The return of police marks an attempt to reinstate order in the devastated city after Israel withdrew a significant number of troops from northern Gaza last month, a Hamas official told AP, speaking on condition of anonymity because he was not authorized to talk to the media.
The official said the group’s leaders had given directions to reestablish order in parts of the north where Israeli forces had withdrawn, including by helping prevent the looting of shops and houses abandoned by residents who had heeded repeated Israeli evacuation orders and headed to southern Gaza.
During Israel’s ground offensive, many homes and buildings were left half-standing or reduced to piles of rubble and dust.
Saeed Abdel-Bar, a resident of Gaza City, said a cousin received funds from a makeshift Hamas office that was set up to distribute $200 payouts to government employees, including police officers and municipal workers.
Since seizing control of Gaza nearly 17 years ago, Hamas has been operating a government bureaucracy with tens of thousands of civil servants, including teachers and police who operate separately from the group’s secretive military wing.The partial salary payments for at least some government employees signal that Israel has not delivered a knockout blow to Hamas, even as it claims to have killed more than 9,000 Hamas fighters.
Ahmed Abu Hadrous, a Gaza City resident, said Israeli warplanes struck the area where the makeshift office is located multiple times earlier this week, including Saturday.

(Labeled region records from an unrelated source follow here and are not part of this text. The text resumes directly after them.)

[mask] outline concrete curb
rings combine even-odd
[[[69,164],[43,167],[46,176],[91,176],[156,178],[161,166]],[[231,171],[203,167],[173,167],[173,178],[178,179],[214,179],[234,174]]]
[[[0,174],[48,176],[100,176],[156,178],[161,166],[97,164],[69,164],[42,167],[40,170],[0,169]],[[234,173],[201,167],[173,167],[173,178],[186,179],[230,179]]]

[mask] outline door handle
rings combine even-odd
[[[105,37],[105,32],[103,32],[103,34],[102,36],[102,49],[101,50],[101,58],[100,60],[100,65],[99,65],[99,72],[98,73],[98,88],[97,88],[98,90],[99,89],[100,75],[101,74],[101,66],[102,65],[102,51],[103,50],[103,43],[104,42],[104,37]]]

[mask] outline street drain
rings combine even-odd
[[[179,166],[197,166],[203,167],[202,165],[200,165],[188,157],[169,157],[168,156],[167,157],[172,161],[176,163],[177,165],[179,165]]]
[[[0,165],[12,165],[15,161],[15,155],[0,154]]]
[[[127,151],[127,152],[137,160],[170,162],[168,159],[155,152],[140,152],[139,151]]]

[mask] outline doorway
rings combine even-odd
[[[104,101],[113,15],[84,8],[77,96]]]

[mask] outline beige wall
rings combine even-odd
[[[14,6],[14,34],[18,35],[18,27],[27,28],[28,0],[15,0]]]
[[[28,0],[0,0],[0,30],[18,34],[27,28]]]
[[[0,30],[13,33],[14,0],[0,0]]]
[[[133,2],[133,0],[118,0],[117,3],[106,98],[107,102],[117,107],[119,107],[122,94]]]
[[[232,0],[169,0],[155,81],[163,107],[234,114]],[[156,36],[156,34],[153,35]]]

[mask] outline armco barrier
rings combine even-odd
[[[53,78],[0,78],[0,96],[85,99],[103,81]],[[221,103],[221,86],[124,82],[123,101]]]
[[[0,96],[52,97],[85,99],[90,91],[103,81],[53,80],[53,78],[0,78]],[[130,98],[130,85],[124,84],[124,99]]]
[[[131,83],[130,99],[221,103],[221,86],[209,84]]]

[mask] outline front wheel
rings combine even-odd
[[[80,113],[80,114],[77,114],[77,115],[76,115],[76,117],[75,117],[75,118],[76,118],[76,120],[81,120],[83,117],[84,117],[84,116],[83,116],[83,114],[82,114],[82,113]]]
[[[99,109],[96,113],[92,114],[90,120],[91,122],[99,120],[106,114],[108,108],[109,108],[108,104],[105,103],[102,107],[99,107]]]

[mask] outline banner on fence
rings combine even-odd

The strikes come roughly a month after Israeli military leaders said they had broken up the command structure of Hamas battalions in the north, but that individual fighters were continuing to carry out guerrilla-style attacks.
Meanwhile, combat continued in southern Gaza.At least 11 people were injured when Israel’s military fired smoke bombs at displaced people sheltering at the headquarters of the Palestinian Red Crescent in the southern city of Khan Younis, the organization said. It followed a siege that Israel’s military has laid on the Red Crescent’s facilities for 12 days, the organization said.